Evoquer plutôt que raconter : les interactions avec l’environnement

J’emprunte les bases de cette idée d’évoquer plutôt que de raconter à Marie-Laure Ryan. Cette approche reflète parfaitement ma vision de la narration vidéoludique : au lieu de raconter des histoires, on peut choisir de les évoquer. Et pour cela, l’environnement est l’un des supports les plus efficaces. Il peut suggérer le passé, le présent et même le futur de lieux que le joueur explore, lui offrant ainsi la possibilité d’élaborer ses propres théories et de connecter les éléments narratifs. (C’est le sujet de l’une de mes conférences sur le world building au Game Access de Brno, qui fera bientôt l’objet d’un nouvel article.)

De la même manière qu’on encourage le joueur à rester plus longtemps dans un environnement en complexifiant la navigation, l’inciter à interagir avec des éléments du décor l’oblige à y prêter davantage d’attention.

La série des Little Nightmares est un modèle en matière de narration environnementale. L’une de ses forces réside justement dans l’exploitation subtile des détails narratifs disséminés dans le décor. Par exemple, dans Little Nightmares 2, au début du niveau de l’école, on aperçoit une corde faite de draps noués pendant d’une fenêtre. Sans qu’aucune information ne soit explicitement donnée, l’objet évoque immédiatement une tentative d’évasion. L’image est suffisamment forte pour que le joueur comprenne ce qu’elle signifie, sans dialogue ni explication. Mais ce qui renforce encore plus l’impact de cette narration environnementale, c’est que le joueur n’est pas un spectateur passif : il doit interagir avec cette corde pour entrer dans l’école, augmentant la tension et le malaise dès le début du niveau.

La narration environnementale ne raconte pas, elle suggère. Elle donne au joueur la liberté d’interpréter les éléments qu’il découvre tout au long du jeu. En ce sens, cette approche organique est en parfaite adéquation avec la nature interactive du jeu vidéo.

Note : Si la question de la potentialité narrative vous intéresse, j’en dis plus dans cet article.

Une question de rythme

Une narration, c’est aussi une question de rythme. La tension monte et redescend, les enjeux évoluent. Certains comparent une histoire à une partition musicale. De la même manière, un jeu vidéo suit également un rythme, influencé par les actions du joueur. Les « verbes » du joueur, c’est-à-dire les actions qu’il peut effectuer dans le jeu, modulent ce rythme. Le simple fait de réduire ou d’augmenter la vitesse de déplacement d’un personnage peut avoir une conséquence sur le ressenti du joueur, et donc la manière dont des éléments narratifs lui sont transmis.

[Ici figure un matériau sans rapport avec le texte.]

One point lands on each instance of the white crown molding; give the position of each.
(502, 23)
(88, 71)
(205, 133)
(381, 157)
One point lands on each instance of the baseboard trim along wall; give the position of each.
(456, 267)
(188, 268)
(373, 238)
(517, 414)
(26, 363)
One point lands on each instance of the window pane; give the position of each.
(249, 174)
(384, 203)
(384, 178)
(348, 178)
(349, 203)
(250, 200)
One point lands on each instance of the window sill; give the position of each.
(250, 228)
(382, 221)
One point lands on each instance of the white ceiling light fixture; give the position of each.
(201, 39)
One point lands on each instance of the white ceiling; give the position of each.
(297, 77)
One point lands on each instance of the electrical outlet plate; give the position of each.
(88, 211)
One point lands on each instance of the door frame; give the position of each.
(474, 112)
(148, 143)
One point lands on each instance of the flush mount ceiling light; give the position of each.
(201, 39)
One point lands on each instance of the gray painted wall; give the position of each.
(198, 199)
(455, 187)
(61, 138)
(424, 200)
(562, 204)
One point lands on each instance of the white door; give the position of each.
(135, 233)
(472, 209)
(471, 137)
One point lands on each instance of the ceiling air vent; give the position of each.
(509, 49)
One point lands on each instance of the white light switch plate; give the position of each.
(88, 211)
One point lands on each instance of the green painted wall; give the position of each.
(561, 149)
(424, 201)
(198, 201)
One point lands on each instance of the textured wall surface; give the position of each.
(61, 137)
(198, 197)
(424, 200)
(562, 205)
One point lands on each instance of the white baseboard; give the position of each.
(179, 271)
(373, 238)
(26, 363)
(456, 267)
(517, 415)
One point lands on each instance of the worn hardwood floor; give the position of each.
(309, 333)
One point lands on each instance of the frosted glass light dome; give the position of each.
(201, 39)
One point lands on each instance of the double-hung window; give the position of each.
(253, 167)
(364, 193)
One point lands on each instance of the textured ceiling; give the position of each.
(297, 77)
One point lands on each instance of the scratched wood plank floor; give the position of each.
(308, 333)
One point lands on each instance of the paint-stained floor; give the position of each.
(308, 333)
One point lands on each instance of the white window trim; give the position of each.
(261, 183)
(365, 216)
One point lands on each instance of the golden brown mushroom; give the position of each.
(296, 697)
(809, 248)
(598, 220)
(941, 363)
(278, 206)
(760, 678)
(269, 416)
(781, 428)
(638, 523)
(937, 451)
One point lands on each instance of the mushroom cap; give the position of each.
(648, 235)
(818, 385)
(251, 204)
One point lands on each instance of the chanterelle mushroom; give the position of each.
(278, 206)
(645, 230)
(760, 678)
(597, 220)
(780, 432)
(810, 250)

Dans Life is Strange, lors de l’arrivée au phare, on ralentit la marche pour donner l’impression au joueur de lutter contre la tempête. Dans Inside, on oblige le joueur à se mettre au pas après une chute. Dans Spiritfarer, on conduit les personnages dans leur dernier voyage. La lenteur de ce voyage final renforce la solennité du moment, permettant au joueur de ressentir le poids de la transition des âmes. Journey est un modèle du genre, alternant entre des phases de jeu rapides et des moments d’exploration poétiques, où le découvre progressivement l’environnement. L’ascension finale, lente et difficile, vient en contrepoint du climax précédent, créant ainsi une progression émotionnelle unique.

Les variations de rythme sont un facteur clé dans la construction de la tension dramatique.

Mécaniques et thématiques

Lorsque les mécaniques soutiennent directement les thématiques centrales du jeu, elles deviennent un puissant levier narratif.

Dans Gris, par exemple, le personnage utilise son manteau pour se protéger des tempêtes, un geste qui semble symboliser, au-delà de sa fonction mécanique, une défense psychologique contre ses émotions. Dans ce jeu à la narration diluée et symbolique, cette mécanique évolue d’ailleurs, transformant cette faiblesse apparente en une force, en écho à la thématique centrale du jeu : la résilience.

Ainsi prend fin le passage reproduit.